Duplicate structures haunt crystallography databases
Key Insights
-
Duplicates of crystal structures are flooding databases, implicating repositories hosting organic, inorganic, and computer-generated crystals.
-
The issue raises questions about curation practices at databases and claims around novelty.
-
While some database administrators are mum about duplications, others acknowledge the problem but say it’s usually not due to data integrity issues.
In 2023, researchers at Google released what they claimed was 800 years’ worth of knowledge in a single study. The study, published by the prominent journal Nature, revealed that 2.2 million new crystal structures had been discovered using an artificial intelligence tool.

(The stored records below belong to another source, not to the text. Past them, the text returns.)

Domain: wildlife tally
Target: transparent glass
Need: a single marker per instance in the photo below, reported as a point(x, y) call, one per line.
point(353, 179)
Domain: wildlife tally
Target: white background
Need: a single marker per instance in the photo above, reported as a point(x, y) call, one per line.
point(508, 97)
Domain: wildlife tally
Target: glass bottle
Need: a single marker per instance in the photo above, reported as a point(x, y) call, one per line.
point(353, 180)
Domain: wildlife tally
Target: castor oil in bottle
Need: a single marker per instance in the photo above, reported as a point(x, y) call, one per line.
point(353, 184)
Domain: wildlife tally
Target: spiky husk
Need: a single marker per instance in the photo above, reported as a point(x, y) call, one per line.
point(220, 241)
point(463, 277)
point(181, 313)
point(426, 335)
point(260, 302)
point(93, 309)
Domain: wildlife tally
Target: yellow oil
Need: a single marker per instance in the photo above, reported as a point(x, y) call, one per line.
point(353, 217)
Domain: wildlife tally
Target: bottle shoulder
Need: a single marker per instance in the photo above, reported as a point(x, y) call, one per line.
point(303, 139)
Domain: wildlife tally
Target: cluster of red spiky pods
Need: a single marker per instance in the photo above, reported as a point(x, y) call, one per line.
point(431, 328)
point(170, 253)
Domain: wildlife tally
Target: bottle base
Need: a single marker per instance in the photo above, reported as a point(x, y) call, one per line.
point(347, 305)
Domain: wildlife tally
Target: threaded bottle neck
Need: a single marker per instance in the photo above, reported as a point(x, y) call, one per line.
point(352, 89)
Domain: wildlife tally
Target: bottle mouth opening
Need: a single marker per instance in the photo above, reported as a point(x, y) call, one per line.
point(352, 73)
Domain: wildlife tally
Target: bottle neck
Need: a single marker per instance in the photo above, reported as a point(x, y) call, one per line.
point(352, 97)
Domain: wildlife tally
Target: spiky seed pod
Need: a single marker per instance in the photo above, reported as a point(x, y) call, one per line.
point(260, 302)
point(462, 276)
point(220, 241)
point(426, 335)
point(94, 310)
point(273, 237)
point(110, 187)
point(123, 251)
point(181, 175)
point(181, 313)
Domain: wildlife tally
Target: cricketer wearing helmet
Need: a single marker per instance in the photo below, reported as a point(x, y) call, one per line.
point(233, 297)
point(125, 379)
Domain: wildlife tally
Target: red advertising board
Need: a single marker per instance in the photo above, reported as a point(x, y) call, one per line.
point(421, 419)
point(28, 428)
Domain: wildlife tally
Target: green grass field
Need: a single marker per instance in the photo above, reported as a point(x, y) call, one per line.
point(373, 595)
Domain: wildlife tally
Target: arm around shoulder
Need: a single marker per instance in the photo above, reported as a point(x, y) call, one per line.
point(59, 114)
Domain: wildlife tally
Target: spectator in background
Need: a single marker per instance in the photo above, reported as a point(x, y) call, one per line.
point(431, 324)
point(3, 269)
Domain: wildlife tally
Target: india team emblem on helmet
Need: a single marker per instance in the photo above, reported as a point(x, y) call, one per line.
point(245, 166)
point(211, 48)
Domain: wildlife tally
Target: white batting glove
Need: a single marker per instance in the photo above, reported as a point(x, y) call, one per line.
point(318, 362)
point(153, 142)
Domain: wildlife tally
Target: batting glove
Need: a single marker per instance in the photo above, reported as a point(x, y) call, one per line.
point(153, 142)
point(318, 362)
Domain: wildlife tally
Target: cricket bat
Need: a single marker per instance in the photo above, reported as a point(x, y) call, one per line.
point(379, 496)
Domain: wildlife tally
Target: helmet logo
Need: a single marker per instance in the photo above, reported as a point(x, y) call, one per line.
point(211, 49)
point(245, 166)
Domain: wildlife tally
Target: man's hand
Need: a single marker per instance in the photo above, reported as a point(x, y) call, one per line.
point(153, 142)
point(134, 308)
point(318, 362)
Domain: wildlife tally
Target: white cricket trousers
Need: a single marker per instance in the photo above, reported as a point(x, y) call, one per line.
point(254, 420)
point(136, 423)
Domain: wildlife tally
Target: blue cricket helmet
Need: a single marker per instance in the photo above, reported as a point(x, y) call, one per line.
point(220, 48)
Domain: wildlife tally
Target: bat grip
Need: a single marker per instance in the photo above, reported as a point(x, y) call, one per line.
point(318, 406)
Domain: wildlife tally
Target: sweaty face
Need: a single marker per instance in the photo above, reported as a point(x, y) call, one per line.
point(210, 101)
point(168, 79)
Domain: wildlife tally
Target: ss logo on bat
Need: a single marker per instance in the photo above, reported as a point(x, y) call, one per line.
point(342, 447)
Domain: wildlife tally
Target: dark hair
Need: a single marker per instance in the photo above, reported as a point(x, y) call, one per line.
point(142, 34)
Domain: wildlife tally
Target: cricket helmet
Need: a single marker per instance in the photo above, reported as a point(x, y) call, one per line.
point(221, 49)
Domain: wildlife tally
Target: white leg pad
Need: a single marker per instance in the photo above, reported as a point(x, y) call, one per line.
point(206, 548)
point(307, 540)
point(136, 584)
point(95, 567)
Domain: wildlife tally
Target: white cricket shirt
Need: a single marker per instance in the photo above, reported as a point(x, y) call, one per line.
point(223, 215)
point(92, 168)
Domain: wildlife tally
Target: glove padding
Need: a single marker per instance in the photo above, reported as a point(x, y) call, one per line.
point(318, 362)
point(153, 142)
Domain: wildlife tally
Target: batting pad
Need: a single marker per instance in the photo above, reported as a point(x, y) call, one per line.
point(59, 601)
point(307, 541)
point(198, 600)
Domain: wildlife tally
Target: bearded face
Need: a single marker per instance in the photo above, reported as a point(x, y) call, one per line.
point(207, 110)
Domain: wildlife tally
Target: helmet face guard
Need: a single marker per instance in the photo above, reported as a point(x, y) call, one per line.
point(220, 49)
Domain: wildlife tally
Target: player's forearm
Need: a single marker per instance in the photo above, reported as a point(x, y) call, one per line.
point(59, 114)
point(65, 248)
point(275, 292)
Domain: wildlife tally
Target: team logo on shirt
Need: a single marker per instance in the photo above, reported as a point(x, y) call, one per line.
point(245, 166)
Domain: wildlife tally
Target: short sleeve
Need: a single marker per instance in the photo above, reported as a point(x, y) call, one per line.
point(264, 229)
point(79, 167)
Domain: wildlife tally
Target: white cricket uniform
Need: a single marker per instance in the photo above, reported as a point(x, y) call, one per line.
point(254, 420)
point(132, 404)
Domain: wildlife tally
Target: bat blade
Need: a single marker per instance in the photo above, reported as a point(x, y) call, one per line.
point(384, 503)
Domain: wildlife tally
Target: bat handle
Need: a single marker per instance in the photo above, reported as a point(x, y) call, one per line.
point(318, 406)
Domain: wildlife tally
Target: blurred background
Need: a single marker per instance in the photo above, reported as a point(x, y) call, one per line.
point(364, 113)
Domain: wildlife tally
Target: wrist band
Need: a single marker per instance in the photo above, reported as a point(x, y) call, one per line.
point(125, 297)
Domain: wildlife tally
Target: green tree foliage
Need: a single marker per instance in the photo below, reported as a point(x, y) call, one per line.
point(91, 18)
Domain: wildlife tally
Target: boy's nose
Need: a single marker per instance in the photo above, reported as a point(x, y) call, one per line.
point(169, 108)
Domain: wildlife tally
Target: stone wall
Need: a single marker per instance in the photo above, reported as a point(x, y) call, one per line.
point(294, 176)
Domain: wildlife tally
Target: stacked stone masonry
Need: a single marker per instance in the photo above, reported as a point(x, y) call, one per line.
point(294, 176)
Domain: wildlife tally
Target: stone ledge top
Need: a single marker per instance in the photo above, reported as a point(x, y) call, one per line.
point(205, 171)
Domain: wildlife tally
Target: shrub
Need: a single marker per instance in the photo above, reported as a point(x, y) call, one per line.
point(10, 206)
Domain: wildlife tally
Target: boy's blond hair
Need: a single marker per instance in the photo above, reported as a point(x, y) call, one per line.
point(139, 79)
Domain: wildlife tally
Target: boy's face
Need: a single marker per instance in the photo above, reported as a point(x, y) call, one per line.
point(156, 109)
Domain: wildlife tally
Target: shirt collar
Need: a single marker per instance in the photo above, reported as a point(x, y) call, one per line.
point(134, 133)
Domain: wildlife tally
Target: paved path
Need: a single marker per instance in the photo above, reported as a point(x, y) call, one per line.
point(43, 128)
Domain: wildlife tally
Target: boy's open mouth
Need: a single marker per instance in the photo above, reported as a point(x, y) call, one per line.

Two years on, the study—which has already attracted around 1,000 citations—faces calls for retraction. Critics say many crystals that the study authors claimed were novel were in fact duplicates.
The researchers, affiliated at the time with Google DeepMind, found the structures using an AI tool called Graph Networks for Materials Exploration (GNoME). Importantly, they claimed that more than 380,000 of the crystals were stable inorganic materials. To be useful for modern technologies such as computer chips and batteries, crystals must be stable so that they don’t decompose.
Traditionally, scientists hunt for new crystal structures by tweaking already known ones or by combining different elements on a trial-and-error basis. While materials science researchers have tried to use AI to speed up this process and reduce costs, predicting experimentally viable materials with precision and accuracy has been a challenge.
The Google researchers trained GNoME on the Materials Project database, which contains more than 200,000 materials, and then used the tool to predict possible novel crystal structures and their stability with what they claimed was unprecedented scale and accuracy. Specifically, the Google DeepMind team said they had discovered around 52,000 layered compounds similar to graphene that could prove useful in developing semiconductors, and 528 lithium-ion conductors that could help improve the performance of rechargeable batteries.
But it turns out that more than 10% of the stable crystal structures created by GNoME may actually be near duplicates of existing crystals that may not offer any real advance over known crystals. That’s according to recent research by mathematician and computer scientist Vitaliy Kurlin and his colleagues at the University of Liverpool, who in the last few years have created a new method of detecting duplicates.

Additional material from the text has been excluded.